As the title “Authority, Forgiveness and Discipline” suggests, this post touches on the role of leaders. I am referring to those with authority as people who are responsible for the growth and well-being of others. This includes parents, teachers, superiors in workplaces, pastors, youth leaders, and as you can see, almost anyone depending on how you define your roles.
As humans, we are far from perfect but are being made perfect. Yes, we do silly things that can irritate, anger and hurt the people who are around us. This is the time when those in authority need to exercise forgiveness. Forgiveness is not released only after an apology is given. Forgiveness is not holding anger and bitterness towards the person despite what was done or said, or sometime not done or said. It is to still be able to look at the person with the love of God and giving the person the worth and value God have for him or her. Forgiveness is often taught and talked, where many are struggling to practice, including myself.
Perhaps it is this struggle that is why we often end the process at forgiveness. As by the time we manage to forgive, we are done with the matter already. Yet Biblically, there is one more step.
Let us refer to Matthew 18:15-20 (NASB):
15 “If your brother sins, go and show him his fault in private; if he listens to you, you have won your brother. 16 But if he does not listen to you, take one or two more with you, so that by the mouth of two or three witnesses every fact may be confirmed. 17 If he refuses to listen to them, tell it to the church; and if he refuses to listen even to the church, let him be to you as a Gentile and a tax collector. 18 Truly I say to you, whatever you bind on earth shall have been bound in heaven; and whatever you loose on earth shall have been loosed in heaven.
19 “Again I say to you, that if two of you agree on earth about anything that they may ask, it shall be done for them by My Father who is in heaven. 20 For where two or three have gathered together in My name, I am there in their midst.”
The heading for this section in the NASB version says “Discipline and Prayer”. We often quote verses 18 and 19 for prayer, but it is not often that we look at it in context of discipline. Verses 18 and 19 deal with spiritual authority and how this is connected to verses 15-17, which is the context of these truths. This is corporate spiritual authority that we see Jesus taught here. The source of the power is of course from God through the work of Jesus Christ. I believe verse 15-17 lies the key to unlock this authority and power given to the church.
Sin and Spiritual Authority
God hates sin. When sin is present, God does not bless and the flow of authority is stopped. In the Old Testament, God judges sin. Individuals like Achan and even King David had their sins judged. In New Testament, the most dramatic incident was Annanias and Sapphira (Acts 5:1-11). These were sins that were hidden from the knowledge of the church.
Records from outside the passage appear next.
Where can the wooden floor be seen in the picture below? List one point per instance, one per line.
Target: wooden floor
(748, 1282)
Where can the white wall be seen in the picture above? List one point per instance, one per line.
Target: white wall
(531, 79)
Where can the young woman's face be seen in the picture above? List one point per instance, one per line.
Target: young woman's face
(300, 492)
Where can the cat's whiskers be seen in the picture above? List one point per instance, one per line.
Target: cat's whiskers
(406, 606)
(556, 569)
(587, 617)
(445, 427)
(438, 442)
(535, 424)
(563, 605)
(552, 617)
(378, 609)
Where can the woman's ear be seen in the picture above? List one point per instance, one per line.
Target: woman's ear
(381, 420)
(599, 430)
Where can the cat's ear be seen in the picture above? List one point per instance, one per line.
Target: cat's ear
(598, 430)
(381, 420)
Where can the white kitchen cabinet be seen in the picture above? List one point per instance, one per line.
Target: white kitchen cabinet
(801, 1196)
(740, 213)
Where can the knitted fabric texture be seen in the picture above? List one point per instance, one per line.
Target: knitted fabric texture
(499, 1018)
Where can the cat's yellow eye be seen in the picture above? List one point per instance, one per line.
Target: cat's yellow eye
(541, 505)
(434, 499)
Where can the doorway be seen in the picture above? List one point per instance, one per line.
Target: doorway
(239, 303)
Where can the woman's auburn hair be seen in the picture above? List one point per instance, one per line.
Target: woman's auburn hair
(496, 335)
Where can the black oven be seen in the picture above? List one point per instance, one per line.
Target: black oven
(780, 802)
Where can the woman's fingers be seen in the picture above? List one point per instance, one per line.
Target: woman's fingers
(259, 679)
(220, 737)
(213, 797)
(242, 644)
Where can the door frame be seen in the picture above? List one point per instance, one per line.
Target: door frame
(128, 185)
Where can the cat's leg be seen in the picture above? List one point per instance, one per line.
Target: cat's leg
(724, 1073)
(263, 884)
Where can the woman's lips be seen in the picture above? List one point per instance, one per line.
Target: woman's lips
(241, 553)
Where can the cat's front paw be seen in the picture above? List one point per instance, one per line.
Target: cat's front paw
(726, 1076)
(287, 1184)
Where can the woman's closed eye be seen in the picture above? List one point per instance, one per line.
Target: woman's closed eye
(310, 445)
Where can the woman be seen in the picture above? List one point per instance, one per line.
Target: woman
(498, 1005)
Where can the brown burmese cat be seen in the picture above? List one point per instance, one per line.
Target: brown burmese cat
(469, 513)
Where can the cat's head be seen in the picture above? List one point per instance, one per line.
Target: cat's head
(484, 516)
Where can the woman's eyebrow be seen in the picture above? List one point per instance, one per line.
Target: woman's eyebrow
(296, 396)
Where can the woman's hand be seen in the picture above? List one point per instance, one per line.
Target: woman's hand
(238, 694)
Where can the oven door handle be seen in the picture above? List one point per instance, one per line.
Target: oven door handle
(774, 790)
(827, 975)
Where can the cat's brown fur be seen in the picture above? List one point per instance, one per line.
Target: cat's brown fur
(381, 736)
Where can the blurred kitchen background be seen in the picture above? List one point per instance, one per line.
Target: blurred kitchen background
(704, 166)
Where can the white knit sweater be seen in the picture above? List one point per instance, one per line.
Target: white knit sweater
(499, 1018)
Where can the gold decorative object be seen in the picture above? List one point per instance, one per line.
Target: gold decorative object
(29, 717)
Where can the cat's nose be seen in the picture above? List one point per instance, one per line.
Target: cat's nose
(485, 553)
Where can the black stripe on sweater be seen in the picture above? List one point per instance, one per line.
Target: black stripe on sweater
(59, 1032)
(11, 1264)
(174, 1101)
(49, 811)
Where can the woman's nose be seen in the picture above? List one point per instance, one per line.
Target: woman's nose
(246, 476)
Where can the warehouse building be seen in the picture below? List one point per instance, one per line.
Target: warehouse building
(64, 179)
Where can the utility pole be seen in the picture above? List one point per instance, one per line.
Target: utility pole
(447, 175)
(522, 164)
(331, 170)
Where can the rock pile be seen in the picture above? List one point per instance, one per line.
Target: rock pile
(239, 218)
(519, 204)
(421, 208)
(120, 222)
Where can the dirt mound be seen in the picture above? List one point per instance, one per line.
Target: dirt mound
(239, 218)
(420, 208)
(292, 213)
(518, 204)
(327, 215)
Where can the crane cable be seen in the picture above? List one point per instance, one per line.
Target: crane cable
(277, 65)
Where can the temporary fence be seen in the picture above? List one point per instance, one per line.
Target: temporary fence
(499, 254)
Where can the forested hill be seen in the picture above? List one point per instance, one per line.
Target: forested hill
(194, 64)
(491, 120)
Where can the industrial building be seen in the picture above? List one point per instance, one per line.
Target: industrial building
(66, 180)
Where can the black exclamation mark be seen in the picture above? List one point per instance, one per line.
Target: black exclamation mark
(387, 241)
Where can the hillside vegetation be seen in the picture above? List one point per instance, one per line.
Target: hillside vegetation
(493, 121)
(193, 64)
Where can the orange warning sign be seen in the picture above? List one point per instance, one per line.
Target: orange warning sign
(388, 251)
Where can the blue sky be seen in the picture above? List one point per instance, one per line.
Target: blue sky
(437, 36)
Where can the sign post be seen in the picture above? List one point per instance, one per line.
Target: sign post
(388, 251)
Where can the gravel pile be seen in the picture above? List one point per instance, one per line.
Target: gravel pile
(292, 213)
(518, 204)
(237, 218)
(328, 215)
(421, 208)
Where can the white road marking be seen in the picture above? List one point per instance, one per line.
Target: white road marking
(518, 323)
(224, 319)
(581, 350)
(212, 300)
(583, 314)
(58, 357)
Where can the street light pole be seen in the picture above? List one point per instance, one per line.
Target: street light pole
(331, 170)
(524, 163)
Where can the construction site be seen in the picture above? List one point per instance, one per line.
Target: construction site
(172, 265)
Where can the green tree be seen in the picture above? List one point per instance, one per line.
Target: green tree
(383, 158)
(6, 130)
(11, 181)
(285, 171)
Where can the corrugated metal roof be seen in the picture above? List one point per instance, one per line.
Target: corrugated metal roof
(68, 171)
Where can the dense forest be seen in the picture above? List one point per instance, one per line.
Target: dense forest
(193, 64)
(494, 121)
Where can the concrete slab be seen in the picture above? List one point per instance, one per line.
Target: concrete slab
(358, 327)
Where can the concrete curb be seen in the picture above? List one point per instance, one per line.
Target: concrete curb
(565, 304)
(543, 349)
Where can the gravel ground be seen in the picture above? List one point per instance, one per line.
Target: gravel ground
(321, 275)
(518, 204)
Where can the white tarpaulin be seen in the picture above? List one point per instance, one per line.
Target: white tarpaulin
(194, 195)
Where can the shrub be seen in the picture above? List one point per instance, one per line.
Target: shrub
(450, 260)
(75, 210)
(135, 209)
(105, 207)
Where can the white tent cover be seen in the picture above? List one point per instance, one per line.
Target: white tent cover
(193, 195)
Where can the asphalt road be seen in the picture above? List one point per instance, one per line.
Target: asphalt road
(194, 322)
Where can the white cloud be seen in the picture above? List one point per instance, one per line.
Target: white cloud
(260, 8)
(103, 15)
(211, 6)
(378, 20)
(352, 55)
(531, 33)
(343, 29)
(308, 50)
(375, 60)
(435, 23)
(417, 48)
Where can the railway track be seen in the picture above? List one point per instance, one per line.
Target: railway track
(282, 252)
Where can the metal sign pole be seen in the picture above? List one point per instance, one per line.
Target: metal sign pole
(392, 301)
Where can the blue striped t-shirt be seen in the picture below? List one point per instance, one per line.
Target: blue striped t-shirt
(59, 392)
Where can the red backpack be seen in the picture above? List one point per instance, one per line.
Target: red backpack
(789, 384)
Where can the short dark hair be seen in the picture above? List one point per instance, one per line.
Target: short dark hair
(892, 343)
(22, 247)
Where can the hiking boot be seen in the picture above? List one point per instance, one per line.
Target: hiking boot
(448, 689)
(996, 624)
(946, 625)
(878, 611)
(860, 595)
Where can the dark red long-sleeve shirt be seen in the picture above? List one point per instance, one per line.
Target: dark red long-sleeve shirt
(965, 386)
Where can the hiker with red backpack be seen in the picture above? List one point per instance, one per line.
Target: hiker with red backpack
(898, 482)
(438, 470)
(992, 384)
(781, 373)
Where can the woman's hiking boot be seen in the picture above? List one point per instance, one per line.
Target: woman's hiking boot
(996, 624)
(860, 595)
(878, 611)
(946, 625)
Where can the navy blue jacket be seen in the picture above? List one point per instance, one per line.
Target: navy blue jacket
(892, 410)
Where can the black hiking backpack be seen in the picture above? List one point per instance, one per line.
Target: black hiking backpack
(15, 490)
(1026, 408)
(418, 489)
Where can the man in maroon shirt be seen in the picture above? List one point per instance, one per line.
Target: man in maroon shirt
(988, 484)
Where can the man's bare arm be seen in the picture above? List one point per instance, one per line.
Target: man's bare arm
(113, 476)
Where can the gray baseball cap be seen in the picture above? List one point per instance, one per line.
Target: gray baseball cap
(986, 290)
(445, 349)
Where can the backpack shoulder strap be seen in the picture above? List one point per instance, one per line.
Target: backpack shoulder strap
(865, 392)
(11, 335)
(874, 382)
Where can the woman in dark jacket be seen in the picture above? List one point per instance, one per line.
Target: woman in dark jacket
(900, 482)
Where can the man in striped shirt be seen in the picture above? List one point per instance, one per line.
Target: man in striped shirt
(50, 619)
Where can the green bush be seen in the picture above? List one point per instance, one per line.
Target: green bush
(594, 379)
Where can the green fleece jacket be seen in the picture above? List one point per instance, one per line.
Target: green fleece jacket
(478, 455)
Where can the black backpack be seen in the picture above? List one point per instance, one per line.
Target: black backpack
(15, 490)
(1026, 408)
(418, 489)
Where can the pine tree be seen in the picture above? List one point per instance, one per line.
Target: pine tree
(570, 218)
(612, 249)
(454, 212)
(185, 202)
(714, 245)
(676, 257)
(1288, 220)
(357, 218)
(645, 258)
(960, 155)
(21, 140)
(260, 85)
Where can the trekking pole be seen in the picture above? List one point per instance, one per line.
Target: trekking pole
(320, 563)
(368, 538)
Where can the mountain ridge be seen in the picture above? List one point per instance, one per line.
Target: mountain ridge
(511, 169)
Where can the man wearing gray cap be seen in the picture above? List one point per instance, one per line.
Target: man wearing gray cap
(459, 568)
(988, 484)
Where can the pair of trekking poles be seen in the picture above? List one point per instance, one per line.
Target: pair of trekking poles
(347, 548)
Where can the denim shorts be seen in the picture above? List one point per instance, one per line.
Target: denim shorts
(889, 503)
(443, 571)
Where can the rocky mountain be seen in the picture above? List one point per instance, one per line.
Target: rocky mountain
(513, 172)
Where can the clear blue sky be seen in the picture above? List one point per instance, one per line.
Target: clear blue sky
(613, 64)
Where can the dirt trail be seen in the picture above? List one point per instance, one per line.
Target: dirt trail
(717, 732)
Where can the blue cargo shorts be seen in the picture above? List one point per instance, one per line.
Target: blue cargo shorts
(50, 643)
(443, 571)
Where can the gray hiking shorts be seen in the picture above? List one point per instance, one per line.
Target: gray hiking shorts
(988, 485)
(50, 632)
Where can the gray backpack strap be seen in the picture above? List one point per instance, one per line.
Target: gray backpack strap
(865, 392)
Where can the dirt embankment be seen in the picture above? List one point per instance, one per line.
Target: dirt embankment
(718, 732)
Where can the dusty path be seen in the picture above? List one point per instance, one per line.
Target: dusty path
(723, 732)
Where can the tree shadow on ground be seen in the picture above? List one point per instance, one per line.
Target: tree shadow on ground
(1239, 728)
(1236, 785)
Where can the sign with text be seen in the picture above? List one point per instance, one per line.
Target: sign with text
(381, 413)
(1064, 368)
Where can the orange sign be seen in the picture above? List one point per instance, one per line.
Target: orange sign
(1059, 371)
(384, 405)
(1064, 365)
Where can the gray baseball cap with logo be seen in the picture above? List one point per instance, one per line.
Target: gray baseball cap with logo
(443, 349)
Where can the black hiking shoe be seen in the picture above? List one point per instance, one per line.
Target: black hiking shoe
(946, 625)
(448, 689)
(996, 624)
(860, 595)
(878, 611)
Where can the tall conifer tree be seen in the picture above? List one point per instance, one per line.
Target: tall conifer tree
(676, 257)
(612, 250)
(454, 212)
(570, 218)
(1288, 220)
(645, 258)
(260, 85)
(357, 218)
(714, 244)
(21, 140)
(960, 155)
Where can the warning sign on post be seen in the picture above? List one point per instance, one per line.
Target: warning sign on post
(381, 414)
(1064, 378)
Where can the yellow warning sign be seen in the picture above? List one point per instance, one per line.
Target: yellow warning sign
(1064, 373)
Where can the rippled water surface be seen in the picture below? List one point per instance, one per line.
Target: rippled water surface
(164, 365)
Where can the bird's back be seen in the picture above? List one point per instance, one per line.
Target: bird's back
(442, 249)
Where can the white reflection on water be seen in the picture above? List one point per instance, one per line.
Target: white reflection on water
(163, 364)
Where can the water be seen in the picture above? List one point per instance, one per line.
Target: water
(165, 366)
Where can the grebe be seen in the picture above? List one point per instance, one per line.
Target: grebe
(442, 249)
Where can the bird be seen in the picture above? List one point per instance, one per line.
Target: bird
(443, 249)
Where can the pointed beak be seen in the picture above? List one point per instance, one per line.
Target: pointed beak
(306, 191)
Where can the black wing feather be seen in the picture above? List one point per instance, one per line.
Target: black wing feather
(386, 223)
Yet for sins that are known to the church, God gives His body His authority to judge, release forgiveness and discipline. Discipline can only come when there is forgiveness, then the actions taken will be to correct and for growth. Without forgiveness, any action taken is revenge which is not to seek the good of the offender. If the offender is to remain in the community, as per normal, the gravity of sin from God’s perspective is never fully reflected, and thus it is not possible to learn that sin is an abonimation to God. It most probably is not to the offender. If it is, he or she would have not done it or would have repented quickly. Remember that excommunicating the offender is not a life-time sentence. Upon repentence, i.e. the person realized the gravity of the sin and is willing to change and forsake the old ways, the person is fully integrated back into the church community.
By dealing with sin through the heart of God, considering both God’s hate towards sin and love towards men, this is when the church can exercise the very spiritual authority given in verses 18-20. If these verses are set in full motion, what a great testimony of the glory of God we will be here on earth.